騎馬隊が時間を稼ぎ、800名が退却を開始しました。
鹿島政家は義秀の予備の甲冑に着替えました。黄金の甲冑を装着、50騎の旗本に偽装した兵士が周りを囲むと前橋上杉軍からも目立ちます。
「あれだー!
立花義秀が逃げるぞー!
黄金の甲冑が義秀だ!
逃すなー!」
前橋上杉軍の幣紙達が口々に叫び、追撃します!
東門から退却する鹿島政家の軍勢は300メートルほど進むと入間川河川敷に降ります。
騎馬隊が弓の連射で前橋上杉軍の追撃を阻みます。
入間川の浅瀬に入り、次々に対岸に退避しました。対岸には稲荷山砦から松千代に命じられ、瀬沼信勝の600騎が退却の支援に控えていました。

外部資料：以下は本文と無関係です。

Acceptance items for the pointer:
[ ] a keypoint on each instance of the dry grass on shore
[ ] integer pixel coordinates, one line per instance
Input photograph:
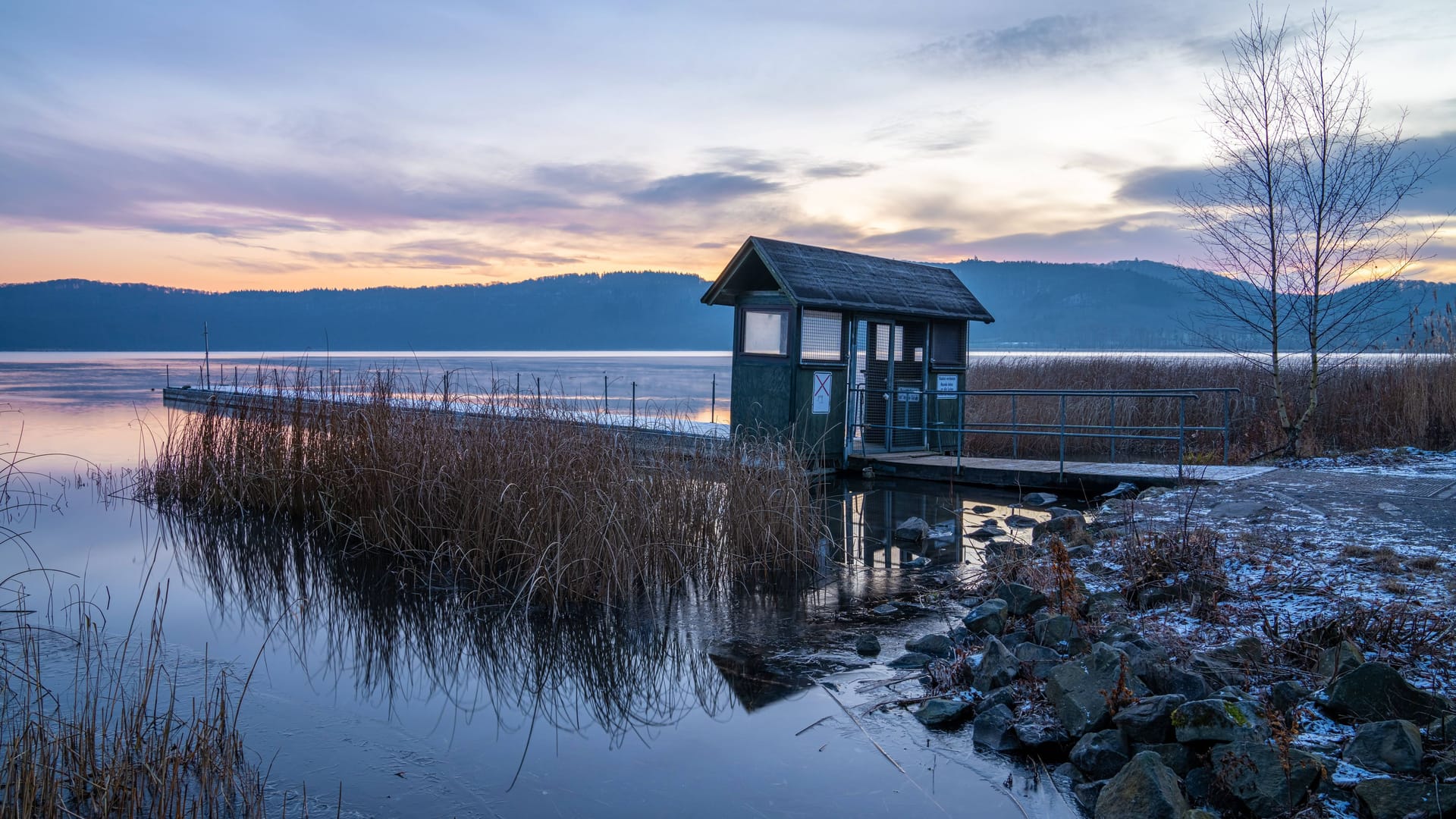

入間川河川敷に殺到する前橋上杉軍に瀬沼信勝の騎馬隊600が弓の連射で追撃を妨害します。
─前橋上杉軍、長尾憲長、長尾時長─
立花義秀らしき黄金の甲冑の武将が入間川の対岸に渡り、稲荷山砦を目指して退却中と知らされます。
立花軍は柏原城を破棄して退却しました。
柏原城は直ちに接収した事が報告されました。
「時長!義秀が稲荷山砦に入るぞ!
あそこに入られたら手こずるぞ!
時間を稼がれて、周囲の立花軍が駆けつけたら凡てが水の泡だ!
稲荷山方面に先回りして討ち取れ!」
「はい!兄上、お任せあれ!」
長尾時長の軍勢が稲荷山砦方面に向かいました。
立花義秀から柏原城と留守中の総指揮を任された鹿島政家が知恵を絞ります。
松千代が提案した釣り野伏せの計画を実行すべく、行動します。